The earliest documented example the OED has found of this usage comes from the music video for the 1986 song “Girls Ain’t Nothing But Trouble” by West Philadelphia rap duo DJ Jazzy Jeff & the Fresh Prince. “But enough about me, yo, let’s talk about you,” the Fresh Prince, a.k.a. Will Smith, says. Naturally, the term crops up a few times in the theme song for The Fresh Prince of Bel-Air, too.

Yo’s profile rose as rap widened its reach, which happened with help from Yo! MTV Raps—the network’s first rap-centric program. The U.S. version premiered in 1988, but its European counterpart actually predated it. In 1986, MTV tapped Sophie Bramly, producer of a popular hip-hop TV show in France, to join the London-based launch team for MTV Europe, where programming director Liz Nealon asked her to develop a hip-hop show.
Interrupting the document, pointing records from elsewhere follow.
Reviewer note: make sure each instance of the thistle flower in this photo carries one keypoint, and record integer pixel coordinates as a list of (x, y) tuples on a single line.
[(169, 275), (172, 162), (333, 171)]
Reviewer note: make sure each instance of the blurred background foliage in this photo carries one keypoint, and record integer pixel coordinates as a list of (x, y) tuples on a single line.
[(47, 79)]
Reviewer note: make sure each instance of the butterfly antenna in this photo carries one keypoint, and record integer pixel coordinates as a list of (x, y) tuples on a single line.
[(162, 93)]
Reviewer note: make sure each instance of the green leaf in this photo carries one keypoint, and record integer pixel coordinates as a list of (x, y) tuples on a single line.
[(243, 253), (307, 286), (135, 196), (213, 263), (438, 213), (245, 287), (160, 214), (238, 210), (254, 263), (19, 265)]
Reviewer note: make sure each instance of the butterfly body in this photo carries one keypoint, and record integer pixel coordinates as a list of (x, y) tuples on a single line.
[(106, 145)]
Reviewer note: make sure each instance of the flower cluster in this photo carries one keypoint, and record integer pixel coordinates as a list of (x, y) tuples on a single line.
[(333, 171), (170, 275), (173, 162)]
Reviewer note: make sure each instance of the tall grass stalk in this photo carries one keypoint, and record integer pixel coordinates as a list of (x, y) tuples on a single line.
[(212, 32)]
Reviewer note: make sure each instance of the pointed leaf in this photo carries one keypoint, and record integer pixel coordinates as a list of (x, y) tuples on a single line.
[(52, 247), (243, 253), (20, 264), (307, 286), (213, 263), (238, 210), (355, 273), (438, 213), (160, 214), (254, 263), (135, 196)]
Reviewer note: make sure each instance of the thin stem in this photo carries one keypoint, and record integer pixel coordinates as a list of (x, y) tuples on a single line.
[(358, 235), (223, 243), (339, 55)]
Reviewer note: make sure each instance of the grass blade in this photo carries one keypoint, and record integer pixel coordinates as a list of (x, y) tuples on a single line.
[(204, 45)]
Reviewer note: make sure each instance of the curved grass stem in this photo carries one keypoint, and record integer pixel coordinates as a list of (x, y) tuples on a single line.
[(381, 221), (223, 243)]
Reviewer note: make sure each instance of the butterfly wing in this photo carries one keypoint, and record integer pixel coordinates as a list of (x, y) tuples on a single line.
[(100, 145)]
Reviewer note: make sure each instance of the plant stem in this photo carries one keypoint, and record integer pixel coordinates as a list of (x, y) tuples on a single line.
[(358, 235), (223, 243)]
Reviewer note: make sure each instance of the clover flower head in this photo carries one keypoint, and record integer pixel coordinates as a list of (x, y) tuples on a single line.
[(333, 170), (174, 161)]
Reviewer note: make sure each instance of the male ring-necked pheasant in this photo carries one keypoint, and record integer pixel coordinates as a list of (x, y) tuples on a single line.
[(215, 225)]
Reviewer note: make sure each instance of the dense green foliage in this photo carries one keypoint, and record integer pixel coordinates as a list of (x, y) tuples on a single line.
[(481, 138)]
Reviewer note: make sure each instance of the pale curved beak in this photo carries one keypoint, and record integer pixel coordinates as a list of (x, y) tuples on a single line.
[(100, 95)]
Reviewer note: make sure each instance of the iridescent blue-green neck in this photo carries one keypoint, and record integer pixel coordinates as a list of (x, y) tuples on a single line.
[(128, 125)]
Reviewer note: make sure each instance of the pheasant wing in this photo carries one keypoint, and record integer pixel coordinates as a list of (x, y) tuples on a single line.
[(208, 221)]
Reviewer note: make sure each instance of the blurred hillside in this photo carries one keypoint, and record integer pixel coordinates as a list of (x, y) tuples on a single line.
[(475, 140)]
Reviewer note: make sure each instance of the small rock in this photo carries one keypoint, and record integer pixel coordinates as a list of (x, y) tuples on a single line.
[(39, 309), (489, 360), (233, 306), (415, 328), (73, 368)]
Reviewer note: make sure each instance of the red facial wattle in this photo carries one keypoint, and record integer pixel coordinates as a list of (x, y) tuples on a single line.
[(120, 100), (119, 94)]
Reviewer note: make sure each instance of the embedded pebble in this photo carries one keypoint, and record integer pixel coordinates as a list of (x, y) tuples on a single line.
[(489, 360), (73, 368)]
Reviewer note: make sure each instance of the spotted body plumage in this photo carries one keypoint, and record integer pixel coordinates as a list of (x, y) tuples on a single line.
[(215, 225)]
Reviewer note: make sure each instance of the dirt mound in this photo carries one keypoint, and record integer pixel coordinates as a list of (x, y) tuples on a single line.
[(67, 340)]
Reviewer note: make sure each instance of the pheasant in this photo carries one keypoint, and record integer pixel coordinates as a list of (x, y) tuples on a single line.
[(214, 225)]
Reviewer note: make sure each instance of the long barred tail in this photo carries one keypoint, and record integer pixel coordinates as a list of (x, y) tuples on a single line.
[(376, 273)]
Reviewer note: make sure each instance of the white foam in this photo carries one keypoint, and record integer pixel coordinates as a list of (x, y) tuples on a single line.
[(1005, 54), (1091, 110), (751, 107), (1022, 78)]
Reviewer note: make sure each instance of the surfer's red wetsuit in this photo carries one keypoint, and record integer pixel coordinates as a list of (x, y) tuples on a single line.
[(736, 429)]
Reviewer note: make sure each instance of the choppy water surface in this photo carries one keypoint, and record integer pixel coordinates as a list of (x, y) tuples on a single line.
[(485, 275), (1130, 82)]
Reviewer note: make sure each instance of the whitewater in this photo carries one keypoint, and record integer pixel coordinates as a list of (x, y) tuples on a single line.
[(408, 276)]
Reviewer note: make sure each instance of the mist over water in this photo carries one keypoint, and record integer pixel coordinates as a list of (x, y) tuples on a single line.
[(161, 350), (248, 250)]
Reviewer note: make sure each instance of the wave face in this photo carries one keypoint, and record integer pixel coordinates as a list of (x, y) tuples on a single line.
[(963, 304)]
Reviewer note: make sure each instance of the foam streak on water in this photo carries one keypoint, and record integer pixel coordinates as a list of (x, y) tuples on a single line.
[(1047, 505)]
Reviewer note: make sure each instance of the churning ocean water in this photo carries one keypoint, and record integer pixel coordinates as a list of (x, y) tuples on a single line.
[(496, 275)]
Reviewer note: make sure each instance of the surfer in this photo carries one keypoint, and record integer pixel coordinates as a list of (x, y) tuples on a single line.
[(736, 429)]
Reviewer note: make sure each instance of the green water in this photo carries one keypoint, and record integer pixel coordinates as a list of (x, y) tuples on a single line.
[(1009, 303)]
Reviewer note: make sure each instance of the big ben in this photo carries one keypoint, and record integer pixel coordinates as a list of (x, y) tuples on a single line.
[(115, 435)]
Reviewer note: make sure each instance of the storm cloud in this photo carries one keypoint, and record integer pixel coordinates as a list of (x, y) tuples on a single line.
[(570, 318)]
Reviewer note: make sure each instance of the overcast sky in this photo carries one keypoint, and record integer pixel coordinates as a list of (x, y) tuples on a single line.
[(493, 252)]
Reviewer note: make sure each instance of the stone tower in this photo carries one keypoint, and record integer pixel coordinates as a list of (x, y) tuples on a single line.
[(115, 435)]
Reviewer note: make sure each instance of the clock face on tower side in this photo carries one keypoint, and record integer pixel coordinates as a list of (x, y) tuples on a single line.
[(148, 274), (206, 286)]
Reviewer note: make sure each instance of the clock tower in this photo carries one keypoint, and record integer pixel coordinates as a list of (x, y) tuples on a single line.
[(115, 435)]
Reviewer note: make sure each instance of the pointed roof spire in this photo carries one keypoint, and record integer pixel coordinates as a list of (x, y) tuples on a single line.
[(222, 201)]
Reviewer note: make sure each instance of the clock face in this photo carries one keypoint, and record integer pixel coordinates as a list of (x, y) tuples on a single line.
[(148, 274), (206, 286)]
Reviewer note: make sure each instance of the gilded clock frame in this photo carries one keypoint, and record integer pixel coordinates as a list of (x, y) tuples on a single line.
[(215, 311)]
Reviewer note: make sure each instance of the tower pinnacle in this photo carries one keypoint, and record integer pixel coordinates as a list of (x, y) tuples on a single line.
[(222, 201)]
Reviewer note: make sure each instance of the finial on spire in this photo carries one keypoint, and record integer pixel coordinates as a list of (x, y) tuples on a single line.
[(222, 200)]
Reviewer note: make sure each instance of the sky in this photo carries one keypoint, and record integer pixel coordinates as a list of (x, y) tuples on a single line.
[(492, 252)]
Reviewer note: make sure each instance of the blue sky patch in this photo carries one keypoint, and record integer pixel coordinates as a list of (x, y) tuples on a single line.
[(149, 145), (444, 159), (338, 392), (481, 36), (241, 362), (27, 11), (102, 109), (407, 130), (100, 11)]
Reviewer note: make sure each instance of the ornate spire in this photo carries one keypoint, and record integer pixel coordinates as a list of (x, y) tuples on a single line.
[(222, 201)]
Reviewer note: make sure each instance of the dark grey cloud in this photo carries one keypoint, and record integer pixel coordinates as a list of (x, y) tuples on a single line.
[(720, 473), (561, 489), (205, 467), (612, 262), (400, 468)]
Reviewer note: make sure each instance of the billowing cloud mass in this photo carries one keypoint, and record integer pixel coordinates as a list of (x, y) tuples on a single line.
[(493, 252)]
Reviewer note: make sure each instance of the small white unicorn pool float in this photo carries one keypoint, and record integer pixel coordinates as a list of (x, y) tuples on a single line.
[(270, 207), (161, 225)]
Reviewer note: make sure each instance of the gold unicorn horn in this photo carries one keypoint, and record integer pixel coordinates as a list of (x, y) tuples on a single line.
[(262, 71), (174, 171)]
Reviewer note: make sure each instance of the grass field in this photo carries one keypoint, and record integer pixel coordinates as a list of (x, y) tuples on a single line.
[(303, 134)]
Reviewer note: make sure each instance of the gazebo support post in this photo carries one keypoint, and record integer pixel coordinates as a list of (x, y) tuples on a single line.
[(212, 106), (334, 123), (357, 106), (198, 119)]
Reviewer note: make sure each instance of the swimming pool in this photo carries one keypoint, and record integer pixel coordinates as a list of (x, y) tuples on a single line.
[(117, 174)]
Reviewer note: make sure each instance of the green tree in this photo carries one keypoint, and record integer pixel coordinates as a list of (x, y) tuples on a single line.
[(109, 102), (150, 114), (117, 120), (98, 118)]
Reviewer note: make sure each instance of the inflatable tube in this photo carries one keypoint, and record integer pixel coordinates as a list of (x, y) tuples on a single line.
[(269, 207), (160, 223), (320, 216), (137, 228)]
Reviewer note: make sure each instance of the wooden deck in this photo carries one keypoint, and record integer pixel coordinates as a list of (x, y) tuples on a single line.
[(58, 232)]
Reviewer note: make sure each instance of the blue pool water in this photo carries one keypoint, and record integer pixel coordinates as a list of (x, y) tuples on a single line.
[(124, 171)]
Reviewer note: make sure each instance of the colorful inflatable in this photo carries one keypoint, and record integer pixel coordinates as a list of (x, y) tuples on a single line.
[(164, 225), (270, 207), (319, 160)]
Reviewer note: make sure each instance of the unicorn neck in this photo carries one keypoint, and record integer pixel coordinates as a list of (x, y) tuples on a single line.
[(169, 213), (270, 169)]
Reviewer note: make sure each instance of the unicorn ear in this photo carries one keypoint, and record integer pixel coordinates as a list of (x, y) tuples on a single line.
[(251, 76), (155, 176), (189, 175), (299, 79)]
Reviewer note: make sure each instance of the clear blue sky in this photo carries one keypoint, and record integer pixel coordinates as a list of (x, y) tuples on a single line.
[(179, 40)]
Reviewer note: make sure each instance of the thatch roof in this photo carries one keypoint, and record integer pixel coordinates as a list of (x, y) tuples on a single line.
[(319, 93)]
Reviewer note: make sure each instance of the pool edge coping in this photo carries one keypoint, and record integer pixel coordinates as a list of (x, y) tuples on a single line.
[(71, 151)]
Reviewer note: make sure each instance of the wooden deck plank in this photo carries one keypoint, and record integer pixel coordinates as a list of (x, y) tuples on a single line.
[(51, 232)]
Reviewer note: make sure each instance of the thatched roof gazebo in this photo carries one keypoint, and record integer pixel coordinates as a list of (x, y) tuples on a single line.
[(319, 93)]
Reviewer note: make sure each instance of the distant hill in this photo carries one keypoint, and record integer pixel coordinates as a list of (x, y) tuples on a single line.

“I was very surprised, as MTV back then was known for airing white music only, but I was thrilled too. I called it ‘Yo!’ because I was listening nonstop to Public Enemy’s album Yo! Bum Rush the Show,” Bramly told Lodown Magazine

Yo! MTV Raps debuted in 1987 with Bramly as host and Afrika Bambaataa as the inaugural guest. “I immediately called [Fab 5] Freddy,” Bramly told COOL HUNTING. “Freddy was like, ‘Wow! What’s goin’ on? You are saying Yo! on MTV?’ It was wild for him. And then a year later he was hosting it in the U.S.”

The American iteration of Yo! MTV Raps—which ran from 1988 to 1995, with Dr. Dré and Ed Lover taking over as hosts in 1989—proved so popular that MTV started airing it around the world. In this way, a word that began its modern reincarnation as a regional Italian American colloquialism became the globally recognized cornerstone of a whole music genre.

It’s pretty impressive for an expression with ancient roots to still be considered cool today—though yo’s cool factor does depend on who’s saying it. Corporate executives of the Kendall Roy ilk can’t quite pull it off.